Campaigners criticized the Church’s Past Cases Review (PCR), which was published in 2010, for lacking vital parts of the picture as they did not speak to some survivors who wanted to share what they had been through.
Over the course of three years, the PCR investigated over 40,000 clergy and personnel files to look for records of cases of abuse, some of which dated back over 50 years. Of these, they concluded that only 13 allegations of child sexual abuse needed decisive formal action.
Sir Roger Singleton, reviewed how well the PCR was carried out and came to the conclusion that although abuse and misuse of power were downplayed by the report, he discovered “no evidence of a planned and deliberate attempt to conceal information.”
His report, which will be reviewed by the Independent Inquiry for Child Sexual Abuse, recommended four further steps that should be executed.
These were –
- That an updated review should be carried out by Cathedrals that weren’t involved in the PCR.
- That all files not examined between 2008 and 2009 should be independently reviewed.
- Any concerns about a church employee or how volunteers are behaving should be reported to a diocesan safeguarding adviser.
- That a new sense of energy and purpose should be placed on recording and investigating any issues around safety or abuse.
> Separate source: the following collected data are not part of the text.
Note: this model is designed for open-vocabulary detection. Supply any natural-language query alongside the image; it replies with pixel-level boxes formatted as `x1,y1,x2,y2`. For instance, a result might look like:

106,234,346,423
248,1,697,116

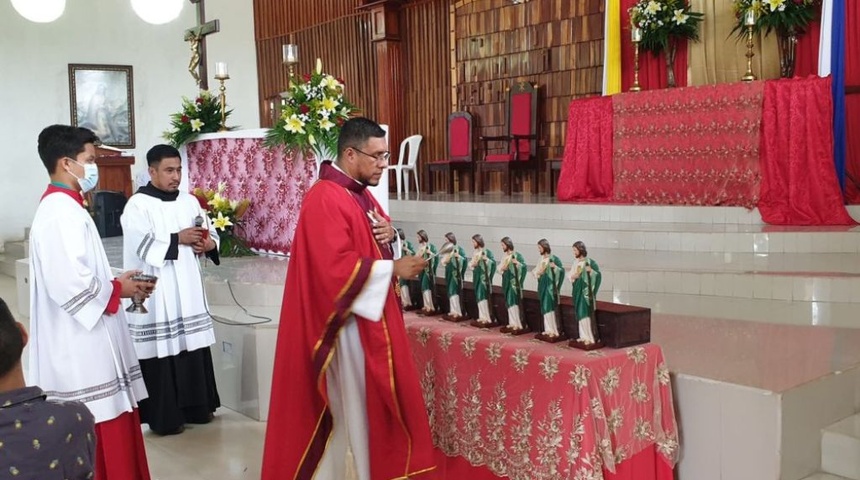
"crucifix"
184,0,220,91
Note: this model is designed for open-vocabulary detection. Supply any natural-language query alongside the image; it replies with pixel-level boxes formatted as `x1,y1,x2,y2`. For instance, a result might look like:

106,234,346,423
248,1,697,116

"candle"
215,62,228,78
744,9,757,26
283,44,298,64
631,27,642,43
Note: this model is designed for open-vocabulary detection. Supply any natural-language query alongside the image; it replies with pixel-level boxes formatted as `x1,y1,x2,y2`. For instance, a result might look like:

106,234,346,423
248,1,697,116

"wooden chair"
478,82,539,195
427,112,474,194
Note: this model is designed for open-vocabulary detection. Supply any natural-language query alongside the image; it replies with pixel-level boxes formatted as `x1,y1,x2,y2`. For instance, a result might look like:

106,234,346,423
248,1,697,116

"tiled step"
801,473,854,480
822,414,860,480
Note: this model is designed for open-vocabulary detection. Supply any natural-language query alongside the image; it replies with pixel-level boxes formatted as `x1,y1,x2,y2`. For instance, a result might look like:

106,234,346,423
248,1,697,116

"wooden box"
595,301,651,348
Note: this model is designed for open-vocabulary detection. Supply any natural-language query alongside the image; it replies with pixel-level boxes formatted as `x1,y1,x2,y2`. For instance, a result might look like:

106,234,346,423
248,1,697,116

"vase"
664,38,678,88
777,28,798,79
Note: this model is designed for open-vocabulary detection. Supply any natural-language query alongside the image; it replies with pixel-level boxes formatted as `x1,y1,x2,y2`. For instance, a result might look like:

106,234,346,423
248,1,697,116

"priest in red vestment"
262,118,436,480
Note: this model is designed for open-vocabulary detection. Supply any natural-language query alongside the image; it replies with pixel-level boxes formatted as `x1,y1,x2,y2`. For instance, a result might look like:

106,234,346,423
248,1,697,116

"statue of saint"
188,33,202,89
533,239,565,340
468,234,496,327
441,232,467,321
398,229,418,311
570,241,602,346
498,237,527,334
416,230,438,315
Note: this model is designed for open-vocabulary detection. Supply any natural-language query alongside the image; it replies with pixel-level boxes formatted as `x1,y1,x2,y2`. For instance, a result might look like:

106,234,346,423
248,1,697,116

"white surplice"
28,192,148,424
120,192,218,360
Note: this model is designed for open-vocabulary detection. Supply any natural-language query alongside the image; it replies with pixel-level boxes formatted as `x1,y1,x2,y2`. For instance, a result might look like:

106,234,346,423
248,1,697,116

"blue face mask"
68,160,99,193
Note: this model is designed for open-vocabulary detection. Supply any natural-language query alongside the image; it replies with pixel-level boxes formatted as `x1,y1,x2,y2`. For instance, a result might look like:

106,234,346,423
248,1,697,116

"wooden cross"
184,0,220,91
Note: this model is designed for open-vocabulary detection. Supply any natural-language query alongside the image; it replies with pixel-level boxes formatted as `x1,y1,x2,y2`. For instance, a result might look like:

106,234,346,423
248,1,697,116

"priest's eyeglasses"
351,147,390,163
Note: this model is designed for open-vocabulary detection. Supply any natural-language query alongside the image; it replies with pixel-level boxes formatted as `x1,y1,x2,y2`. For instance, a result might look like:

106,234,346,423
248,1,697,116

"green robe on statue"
418,243,438,293
400,239,416,289
537,255,564,315
471,248,496,302
501,252,526,308
444,246,467,297
572,258,601,321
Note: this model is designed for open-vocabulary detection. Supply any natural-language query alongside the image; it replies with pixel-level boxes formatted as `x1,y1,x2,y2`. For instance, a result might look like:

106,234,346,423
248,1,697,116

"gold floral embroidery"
416,327,432,347
608,407,624,434
600,367,621,395
461,337,479,358
484,382,508,476
539,356,560,381
438,331,454,352
565,414,586,463
507,389,535,480
626,346,647,364
438,368,459,454
634,418,654,441
460,374,485,464
657,363,670,386
590,398,606,420
657,436,680,458
420,363,436,436
614,445,630,465
568,365,591,393
630,381,650,403
534,400,563,479
585,350,606,358
486,342,502,365
512,349,530,373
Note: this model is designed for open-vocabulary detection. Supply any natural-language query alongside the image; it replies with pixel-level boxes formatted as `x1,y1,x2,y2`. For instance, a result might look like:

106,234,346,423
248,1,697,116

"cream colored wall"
0,0,259,244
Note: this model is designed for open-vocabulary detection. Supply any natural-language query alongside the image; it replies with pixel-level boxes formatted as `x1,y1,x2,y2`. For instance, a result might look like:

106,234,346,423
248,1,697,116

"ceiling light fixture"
131,0,184,25
11,0,66,23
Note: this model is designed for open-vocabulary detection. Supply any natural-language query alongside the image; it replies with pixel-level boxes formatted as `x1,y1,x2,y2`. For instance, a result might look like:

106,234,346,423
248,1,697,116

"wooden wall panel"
254,0,364,41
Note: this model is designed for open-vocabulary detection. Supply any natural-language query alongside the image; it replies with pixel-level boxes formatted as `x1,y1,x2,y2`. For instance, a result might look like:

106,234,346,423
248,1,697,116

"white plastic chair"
387,134,422,199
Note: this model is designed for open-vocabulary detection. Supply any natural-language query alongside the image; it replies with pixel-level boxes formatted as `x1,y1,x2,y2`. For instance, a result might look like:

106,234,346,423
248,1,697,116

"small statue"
188,33,202,88
468,234,496,328
569,241,603,349
533,239,565,342
498,237,528,334
441,232,467,321
398,229,418,311
416,230,439,315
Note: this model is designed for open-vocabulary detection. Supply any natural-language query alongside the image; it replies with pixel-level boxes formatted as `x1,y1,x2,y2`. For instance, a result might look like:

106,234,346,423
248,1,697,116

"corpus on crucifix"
184,0,220,90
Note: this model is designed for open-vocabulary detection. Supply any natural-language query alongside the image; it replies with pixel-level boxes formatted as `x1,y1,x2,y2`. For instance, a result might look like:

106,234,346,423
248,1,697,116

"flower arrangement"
193,183,254,257
629,0,704,55
163,90,232,147
264,58,358,158
731,0,820,38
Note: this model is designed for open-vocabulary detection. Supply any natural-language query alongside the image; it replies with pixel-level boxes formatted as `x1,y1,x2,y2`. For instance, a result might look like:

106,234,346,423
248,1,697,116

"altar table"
405,315,678,480
558,77,855,226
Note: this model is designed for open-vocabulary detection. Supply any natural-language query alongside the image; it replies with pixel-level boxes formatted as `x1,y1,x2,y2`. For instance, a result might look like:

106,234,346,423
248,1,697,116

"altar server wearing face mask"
28,124,154,480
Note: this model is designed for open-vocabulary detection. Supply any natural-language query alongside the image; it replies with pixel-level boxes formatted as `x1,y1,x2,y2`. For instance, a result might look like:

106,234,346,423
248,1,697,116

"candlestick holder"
215,73,230,132
283,44,299,77
741,11,758,82
630,28,642,92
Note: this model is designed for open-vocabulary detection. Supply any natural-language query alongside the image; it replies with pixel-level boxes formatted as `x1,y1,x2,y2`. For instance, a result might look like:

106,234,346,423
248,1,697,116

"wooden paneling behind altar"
253,0,607,194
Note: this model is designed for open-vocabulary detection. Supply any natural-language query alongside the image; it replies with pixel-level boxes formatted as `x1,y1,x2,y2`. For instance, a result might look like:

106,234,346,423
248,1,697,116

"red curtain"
557,96,614,201
844,0,860,202
757,77,856,225
794,6,822,77
620,0,689,91
432,445,674,480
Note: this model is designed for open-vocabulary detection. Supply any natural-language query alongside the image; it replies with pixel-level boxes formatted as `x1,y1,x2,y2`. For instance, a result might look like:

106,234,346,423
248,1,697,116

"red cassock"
262,163,436,479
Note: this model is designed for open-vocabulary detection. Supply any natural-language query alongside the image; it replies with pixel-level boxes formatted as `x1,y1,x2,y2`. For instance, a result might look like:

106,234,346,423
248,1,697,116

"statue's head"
500,236,514,253
572,241,587,259
417,229,429,244
537,239,551,255
444,232,457,245
471,234,484,249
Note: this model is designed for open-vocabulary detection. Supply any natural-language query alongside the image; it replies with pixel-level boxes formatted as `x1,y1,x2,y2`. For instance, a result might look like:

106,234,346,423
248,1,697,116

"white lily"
315,58,323,75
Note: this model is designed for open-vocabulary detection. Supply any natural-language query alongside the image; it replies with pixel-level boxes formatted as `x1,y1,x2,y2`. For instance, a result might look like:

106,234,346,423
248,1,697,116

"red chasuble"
262,162,435,480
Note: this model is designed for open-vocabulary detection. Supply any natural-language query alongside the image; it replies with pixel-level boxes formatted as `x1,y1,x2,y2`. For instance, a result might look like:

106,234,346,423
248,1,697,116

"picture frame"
68,64,135,149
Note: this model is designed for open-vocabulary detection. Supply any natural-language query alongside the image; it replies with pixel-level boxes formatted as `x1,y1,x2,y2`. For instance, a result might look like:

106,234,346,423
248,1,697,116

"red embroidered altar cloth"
186,135,315,254
405,315,678,480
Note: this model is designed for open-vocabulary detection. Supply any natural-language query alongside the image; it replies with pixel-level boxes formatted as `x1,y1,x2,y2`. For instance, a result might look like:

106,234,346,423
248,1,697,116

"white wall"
0,0,259,245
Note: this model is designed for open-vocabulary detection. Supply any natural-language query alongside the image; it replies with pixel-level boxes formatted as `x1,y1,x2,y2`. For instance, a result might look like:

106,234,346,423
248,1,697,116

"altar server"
29,124,152,479
120,144,220,435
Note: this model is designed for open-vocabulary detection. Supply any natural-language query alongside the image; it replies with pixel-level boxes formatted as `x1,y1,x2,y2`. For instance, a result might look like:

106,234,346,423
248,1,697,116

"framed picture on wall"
68,64,135,149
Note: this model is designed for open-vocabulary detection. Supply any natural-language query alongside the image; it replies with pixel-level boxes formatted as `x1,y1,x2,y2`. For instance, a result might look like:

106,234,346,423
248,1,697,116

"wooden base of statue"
535,332,568,343
470,319,497,329
442,313,469,322
417,309,443,317
569,339,604,351
403,305,422,312
500,325,530,335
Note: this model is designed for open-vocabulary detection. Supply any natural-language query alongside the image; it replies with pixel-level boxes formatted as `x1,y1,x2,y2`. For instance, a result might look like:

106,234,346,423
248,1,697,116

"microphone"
195,215,209,240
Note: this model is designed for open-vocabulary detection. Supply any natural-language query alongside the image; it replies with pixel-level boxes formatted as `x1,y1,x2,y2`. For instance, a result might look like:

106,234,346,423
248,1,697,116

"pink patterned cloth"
405,314,679,480
187,138,315,254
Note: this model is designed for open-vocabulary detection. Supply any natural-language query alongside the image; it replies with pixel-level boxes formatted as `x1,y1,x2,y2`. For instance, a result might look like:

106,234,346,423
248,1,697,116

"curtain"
619,0,689,91
757,77,856,225
557,96,614,202
845,0,860,202
688,0,781,85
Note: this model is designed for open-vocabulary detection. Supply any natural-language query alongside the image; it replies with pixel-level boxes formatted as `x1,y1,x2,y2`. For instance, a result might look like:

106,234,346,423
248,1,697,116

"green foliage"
730,0,820,39
629,0,705,55
162,90,232,147
264,59,358,154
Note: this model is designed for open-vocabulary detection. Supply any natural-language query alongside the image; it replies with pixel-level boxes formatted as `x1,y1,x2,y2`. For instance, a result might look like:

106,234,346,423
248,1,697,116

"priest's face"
345,136,389,186
150,156,182,192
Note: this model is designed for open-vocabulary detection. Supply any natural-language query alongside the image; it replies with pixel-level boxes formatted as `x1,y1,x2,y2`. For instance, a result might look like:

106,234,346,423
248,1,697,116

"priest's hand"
117,270,156,299
369,211,396,244
394,256,427,280
192,237,217,254
179,227,207,245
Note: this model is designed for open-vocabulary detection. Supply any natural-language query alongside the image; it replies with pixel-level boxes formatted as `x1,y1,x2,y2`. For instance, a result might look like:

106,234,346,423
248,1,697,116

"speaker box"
92,190,127,238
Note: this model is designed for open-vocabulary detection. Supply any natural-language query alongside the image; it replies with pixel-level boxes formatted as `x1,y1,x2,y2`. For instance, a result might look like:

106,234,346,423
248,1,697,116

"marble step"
822,414,860,480
801,473,854,480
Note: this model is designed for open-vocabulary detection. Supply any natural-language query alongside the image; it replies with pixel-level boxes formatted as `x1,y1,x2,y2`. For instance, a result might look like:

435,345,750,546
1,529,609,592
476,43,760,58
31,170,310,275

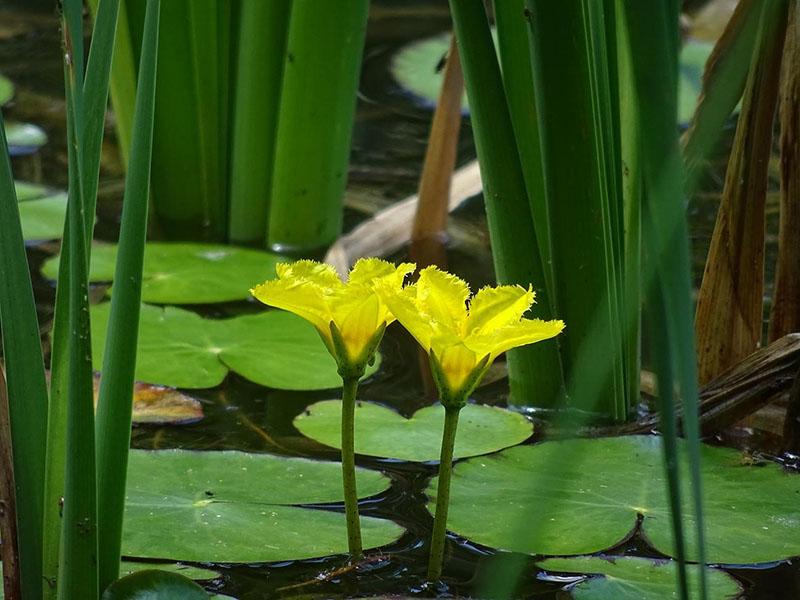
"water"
3,1,800,597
Bishop Peter Hancock, who is leading the attempts to improve safeguarding protocol within the Church of England, said, “These criticisms have been taken very seriously and acted upon, and the House of Bishops have offered full support to implementing the recommendations in the report and any subsequent actions.
“We are committed to making sure that any known individuals who have not been dealt with appropriately in the past are assessed, and any current potential risks to children and others are rigorously managed, including by reporting these individuals to the statutory authorities for investigation,” Hancock added.
Sir Roger, who led the review, explained to the BBC Radio 4’s Today programme that the PCR was “botched in three ways.”
“The survey wasn’t completely comprehensive,” he said. “It didn’t include some cathedrals; it didn’t include employees working with children in some parishes. The attempts really to make the survey absolutely complete were flawed.”
He added: “The church needs to complete the incomplete job that it did ten years ago by making sure that all files that are available are actually reviewed.”